Riguardo alla misura del contributo, deve essere considerato il parametro del 41% del massimale mensile di NASpI. La somma limite di cui all’art. 2, comma 7, della legge n. 92/2012, utilizzata come soglia per determinare l’importo della prestazione mensile spettante al lavoratore è annualmente rivalutata sulla base della variazione dell’indice ISTAT dei prezzi al consumo per le famiglie degli operai e degli impiegati intercorsa nell’anno precedente. L’INPS puntualizza che:

– il contributo è scollegato all’importo della prestazione individuale; conseguentemente, lo stesso è dovuto nella misura indicata, a prescindere dalla tipologia del rapporto di lavoro cessato (full time o part time);

– per i rapporti di lavoro inferiori ai dodici mesi, il contributo va rideterminato in proporzione al numero dei mesi di durata del rapporto di lavoro; a tal fine, si considera mese intero quello in cui la prestazione lavorativa si sia protratta per almeno 15 giorni di calendario;

– nel computo dell’anzianità aziendale non si tiene conto dei periodi di congedo di cui all’art. 42, comma 5, del D.Lgs. n. 151/2001;

– la contribuzione va sempre assolta in unica soluzione, non essendo prevista una definizione rateizzata (INPS circ. 44/2013).

Esempi di calcolo

Assunzione 18 novembre 2015 – Licenziamento 16 settembre 2016

Durata del rapporto di lavoro: 10 mesi (da dicembre 2015 a settembre 2016 compresi)
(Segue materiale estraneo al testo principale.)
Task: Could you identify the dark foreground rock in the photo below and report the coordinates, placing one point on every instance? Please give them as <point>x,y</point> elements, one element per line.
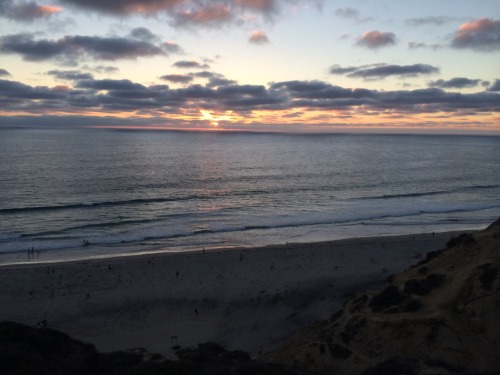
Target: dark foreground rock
<point>26,350</point>
<point>440,317</point>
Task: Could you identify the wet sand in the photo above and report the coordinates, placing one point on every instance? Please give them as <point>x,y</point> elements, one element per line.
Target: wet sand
<point>248,299</point>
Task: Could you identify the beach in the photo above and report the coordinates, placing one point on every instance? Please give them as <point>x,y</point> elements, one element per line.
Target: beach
<point>249,298</point>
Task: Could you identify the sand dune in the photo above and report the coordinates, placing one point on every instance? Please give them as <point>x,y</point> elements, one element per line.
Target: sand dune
<point>248,299</point>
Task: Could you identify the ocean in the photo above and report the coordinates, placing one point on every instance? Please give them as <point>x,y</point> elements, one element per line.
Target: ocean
<point>127,191</point>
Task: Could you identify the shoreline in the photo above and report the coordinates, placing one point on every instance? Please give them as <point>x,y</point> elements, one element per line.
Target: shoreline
<point>50,258</point>
<point>243,298</point>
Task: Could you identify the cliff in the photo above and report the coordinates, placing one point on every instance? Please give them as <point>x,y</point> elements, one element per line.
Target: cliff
<point>440,316</point>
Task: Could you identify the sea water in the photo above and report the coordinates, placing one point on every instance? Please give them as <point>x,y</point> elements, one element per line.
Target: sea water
<point>138,191</point>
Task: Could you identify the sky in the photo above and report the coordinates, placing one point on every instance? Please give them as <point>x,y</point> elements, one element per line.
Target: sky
<point>252,65</point>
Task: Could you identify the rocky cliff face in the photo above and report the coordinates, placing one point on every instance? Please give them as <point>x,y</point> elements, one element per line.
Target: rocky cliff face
<point>441,316</point>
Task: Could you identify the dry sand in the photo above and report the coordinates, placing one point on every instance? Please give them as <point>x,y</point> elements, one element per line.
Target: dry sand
<point>242,298</point>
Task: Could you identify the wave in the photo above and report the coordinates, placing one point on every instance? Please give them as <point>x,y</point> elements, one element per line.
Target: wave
<point>430,193</point>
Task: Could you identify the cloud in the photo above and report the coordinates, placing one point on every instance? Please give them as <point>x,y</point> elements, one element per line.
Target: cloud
<point>125,7</point>
<point>495,87</point>
<point>185,13</point>
<point>26,11</point>
<point>144,34</point>
<point>419,45</point>
<point>351,13</point>
<point>480,35</point>
<point>205,14</point>
<point>381,71</point>
<point>114,96</point>
<point>430,20</point>
<point>177,78</point>
<point>70,48</point>
<point>258,37</point>
<point>190,64</point>
<point>103,69</point>
<point>376,39</point>
<point>70,75</point>
<point>455,83</point>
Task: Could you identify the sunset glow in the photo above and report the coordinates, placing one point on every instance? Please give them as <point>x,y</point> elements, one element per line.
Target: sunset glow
<point>267,65</point>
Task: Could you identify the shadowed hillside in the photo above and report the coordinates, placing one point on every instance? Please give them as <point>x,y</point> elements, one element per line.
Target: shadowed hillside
<point>441,316</point>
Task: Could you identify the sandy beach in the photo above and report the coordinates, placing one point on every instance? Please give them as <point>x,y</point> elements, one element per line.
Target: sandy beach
<point>249,299</point>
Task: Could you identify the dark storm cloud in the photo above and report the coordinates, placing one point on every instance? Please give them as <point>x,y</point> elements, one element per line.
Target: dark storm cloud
<point>381,71</point>
<point>376,39</point>
<point>70,75</point>
<point>177,78</point>
<point>71,48</point>
<point>119,95</point>
<point>190,64</point>
<point>455,83</point>
<point>479,35</point>
<point>26,11</point>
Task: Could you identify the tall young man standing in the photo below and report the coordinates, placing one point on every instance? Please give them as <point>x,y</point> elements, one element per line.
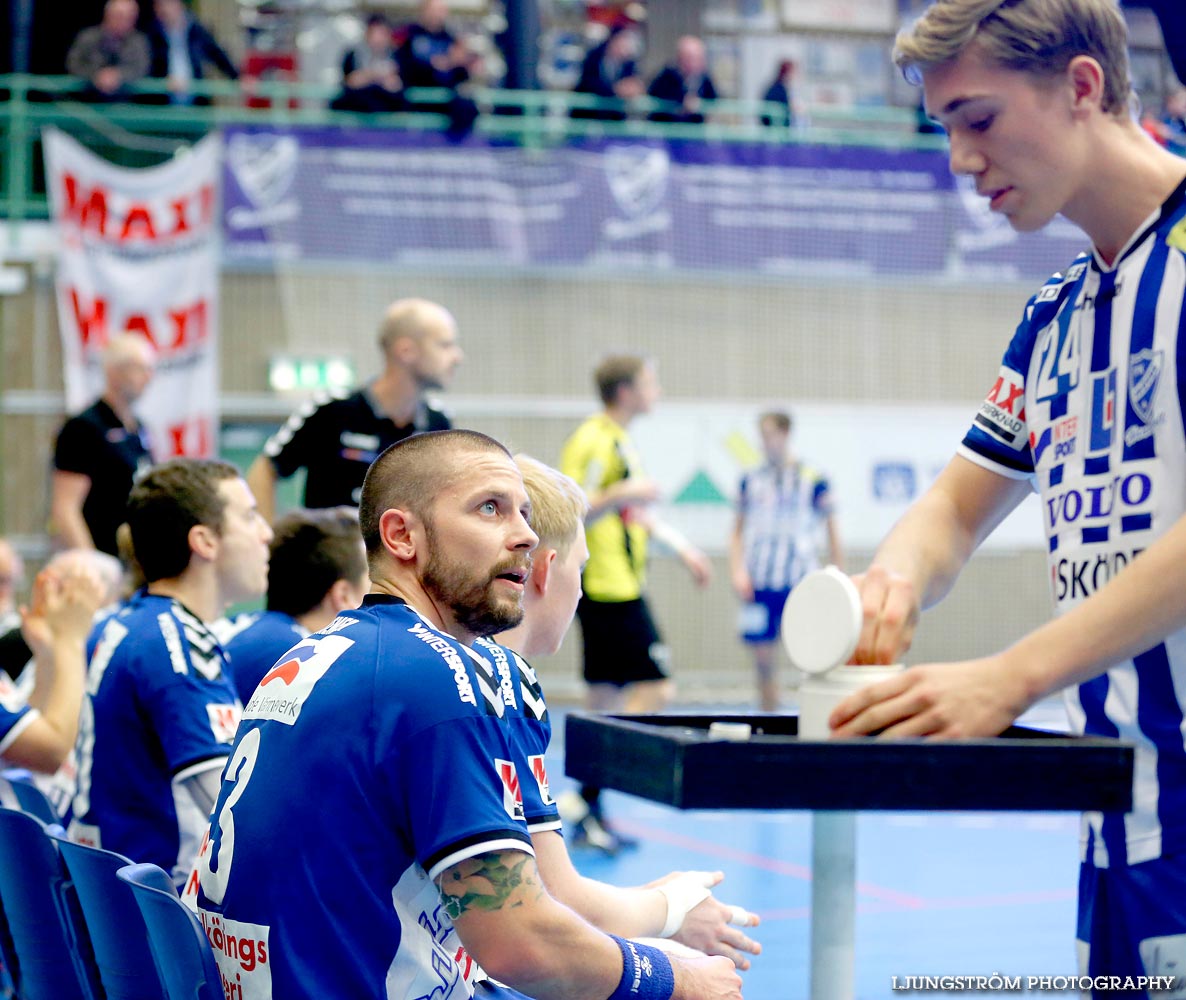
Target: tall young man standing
<point>1034,96</point>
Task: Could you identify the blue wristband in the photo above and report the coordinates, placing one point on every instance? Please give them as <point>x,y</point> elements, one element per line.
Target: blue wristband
<point>646,973</point>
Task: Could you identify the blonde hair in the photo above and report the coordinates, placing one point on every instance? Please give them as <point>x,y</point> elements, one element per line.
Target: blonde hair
<point>410,318</point>
<point>1038,37</point>
<point>558,504</point>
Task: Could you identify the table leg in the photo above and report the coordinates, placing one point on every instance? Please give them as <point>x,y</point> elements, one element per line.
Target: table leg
<point>833,904</point>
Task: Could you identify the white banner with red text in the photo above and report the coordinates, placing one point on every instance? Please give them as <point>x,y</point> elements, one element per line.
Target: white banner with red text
<point>139,252</point>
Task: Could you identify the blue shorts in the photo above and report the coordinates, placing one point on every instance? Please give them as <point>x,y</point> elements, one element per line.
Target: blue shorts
<point>762,618</point>
<point>1133,919</point>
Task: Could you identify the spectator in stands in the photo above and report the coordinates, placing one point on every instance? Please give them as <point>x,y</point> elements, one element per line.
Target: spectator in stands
<point>681,905</point>
<point>39,733</point>
<point>779,93</point>
<point>686,83</point>
<point>610,71</point>
<point>182,49</point>
<point>161,708</point>
<point>370,72</point>
<point>336,439</point>
<point>432,56</point>
<point>317,567</point>
<point>110,55</point>
<point>101,451</point>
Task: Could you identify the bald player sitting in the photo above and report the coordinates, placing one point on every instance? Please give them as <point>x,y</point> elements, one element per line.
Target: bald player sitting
<point>337,438</point>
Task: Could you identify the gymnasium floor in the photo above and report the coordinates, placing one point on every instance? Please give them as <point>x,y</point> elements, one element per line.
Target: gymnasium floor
<point>938,893</point>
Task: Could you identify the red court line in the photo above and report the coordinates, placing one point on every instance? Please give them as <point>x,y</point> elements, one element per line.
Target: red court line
<point>900,900</point>
<point>954,903</point>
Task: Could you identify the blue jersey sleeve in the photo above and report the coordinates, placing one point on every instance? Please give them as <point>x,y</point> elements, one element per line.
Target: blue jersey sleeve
<point>999,438</point>
<point>185,692</point>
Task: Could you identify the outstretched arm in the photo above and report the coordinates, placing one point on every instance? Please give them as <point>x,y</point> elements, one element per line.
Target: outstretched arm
<point>523,937</point>
<point>683,909</point>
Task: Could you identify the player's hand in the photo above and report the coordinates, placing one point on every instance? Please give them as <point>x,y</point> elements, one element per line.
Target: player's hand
<point>711,925</point>
<point>707,978</point>
<point>975,698</point>
<point>699,565</point>
<point>63,604</point>
<point>890,610</point>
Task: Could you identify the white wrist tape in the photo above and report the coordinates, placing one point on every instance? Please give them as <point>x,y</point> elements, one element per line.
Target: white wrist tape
<point>683,895</point>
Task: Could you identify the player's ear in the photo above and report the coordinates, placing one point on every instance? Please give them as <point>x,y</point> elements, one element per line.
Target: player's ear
<point>203,542</point>
<point>1086,80</point>
<point>397,532</point>
<point>541,569</point>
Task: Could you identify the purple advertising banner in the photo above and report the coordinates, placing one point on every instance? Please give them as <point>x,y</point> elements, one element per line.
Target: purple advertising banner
<point>381,197</point>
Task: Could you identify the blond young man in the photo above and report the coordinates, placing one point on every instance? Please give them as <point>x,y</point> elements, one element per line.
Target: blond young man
<point>678,906</point>
<point>1085,408</point>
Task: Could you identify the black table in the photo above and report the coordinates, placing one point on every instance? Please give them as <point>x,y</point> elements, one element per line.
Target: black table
<point>673,759</point>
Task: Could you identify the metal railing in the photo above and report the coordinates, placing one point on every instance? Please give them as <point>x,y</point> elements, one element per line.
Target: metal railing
<point>132,133</point>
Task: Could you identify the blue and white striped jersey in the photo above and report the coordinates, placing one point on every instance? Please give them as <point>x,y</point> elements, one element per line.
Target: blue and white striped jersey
<point>1088,405</point>
<point>370,760</point>
<point>783,510</point>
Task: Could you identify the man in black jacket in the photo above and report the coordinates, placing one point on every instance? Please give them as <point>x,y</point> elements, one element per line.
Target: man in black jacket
<point>182,50</point>
<point>684,84</point>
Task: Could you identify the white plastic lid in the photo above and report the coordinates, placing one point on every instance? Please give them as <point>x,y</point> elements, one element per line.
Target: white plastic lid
<point>822,620</point>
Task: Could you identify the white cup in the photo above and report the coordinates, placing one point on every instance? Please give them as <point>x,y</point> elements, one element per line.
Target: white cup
<point>821,693</point>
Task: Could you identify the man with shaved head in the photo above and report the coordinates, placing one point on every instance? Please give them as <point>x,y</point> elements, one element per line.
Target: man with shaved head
<point>336,438</point>
<point>102,450</point>
<point>372,797</point>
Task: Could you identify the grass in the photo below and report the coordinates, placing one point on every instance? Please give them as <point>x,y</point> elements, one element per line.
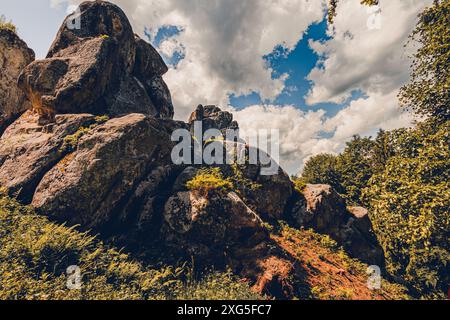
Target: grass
<point>35,254</point>
<point>210,179</point>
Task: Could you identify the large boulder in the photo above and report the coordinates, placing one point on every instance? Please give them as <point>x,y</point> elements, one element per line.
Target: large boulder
<point>89,186</point>
<point>321,208</point>
<point>99,68</point>
<point>212,117</point>
<point>28,151</point>
<point>14,57</point>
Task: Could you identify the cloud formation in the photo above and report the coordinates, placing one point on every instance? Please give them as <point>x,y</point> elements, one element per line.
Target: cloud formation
<point>223,43</point>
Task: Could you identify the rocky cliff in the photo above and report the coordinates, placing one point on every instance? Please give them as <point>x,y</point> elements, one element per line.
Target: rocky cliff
<point>94,149</point>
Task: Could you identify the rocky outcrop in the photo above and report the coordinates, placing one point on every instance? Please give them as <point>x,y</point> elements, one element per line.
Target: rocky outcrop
<point>100,68</point>
<point>323,209</point>
<point>212,117</point>
<point>28,151</point>
<point>108,163</point>
<point>14,57</point>
<point>95,152</point>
Contributo di licenziamento = € 489,95/12 x 10 mesi = € 408,29

Assunzione 18 febbraio 2014 – Licenziamento 16 settembre 2016

Durata del rapporto di lavoro: 30 mesi (da marzo 2014 a settembre 2016 compresi)

Contributo di licenziamento = € 489,95/12 x 30 mesi = € 1.224,87

Il contributo dovuto va versato all’INPS a mezzo F24 unitamente ai contributi di competenza del mese successivo a quello nel quale è avvenuto il licenziamento;

La contribuzione va sempre assolta in unica soluzione, non essendo prevista una definizione rateizzata.

Il mancato versamento del contributo nei termini di legge comporta l’applicazione della disciplina sanzionatoria prevista dall’INPS nei casi di omesso o tardivo versamento dei contributi obbligatori:

– applicazione di sanzioni civili;

– irregolarità a fini DURC;

– perdita di eventuali benefici contributivi.

Giusta causa di licenziamento per dipendente di banca infedele

Un direttore di banca che avverte un cliente degli accertamenti disposti a suo carico da parte dell’Autorità giudiziaria può incorrere nel licenziamento per giusta causa. La Corte di Cassazione, con la sentenza del 17 settembre 2014, n. 19612, conferma l’interpretazione fornita dalla Corte territoriale del concetto di “giusta causa” rispetto al caso riguardante la direttrice di una filiale di Intesa Sanpaolo S.p.A., licenziata in via disciplinare per aver riferito, ad un cliente della filiale da lei diretta, della richiesta di accertamenti bancari sul suo conto e disposti dall’A.G. Cassazione civile – Sentenza 17 settembre 2014, n. 19612.

Giustificato il licenziamento del malato “seriale”

E’ giustificato il licenziamento del dipendente che è sistematicamente assente dal lavoro per malattia, non garantendo in tal modo la continuità e proficuità della prestazione lavorativa.
Con la sentenza del 4 settembre 2014, n. 18678, la Corte di Cassazione sanziona il comportamento assenteista del lavoratore che strategicamente lega le assenze al giorno di riposo o al turno di notte, compromettendo in tal modo l’organizzazione aziendale.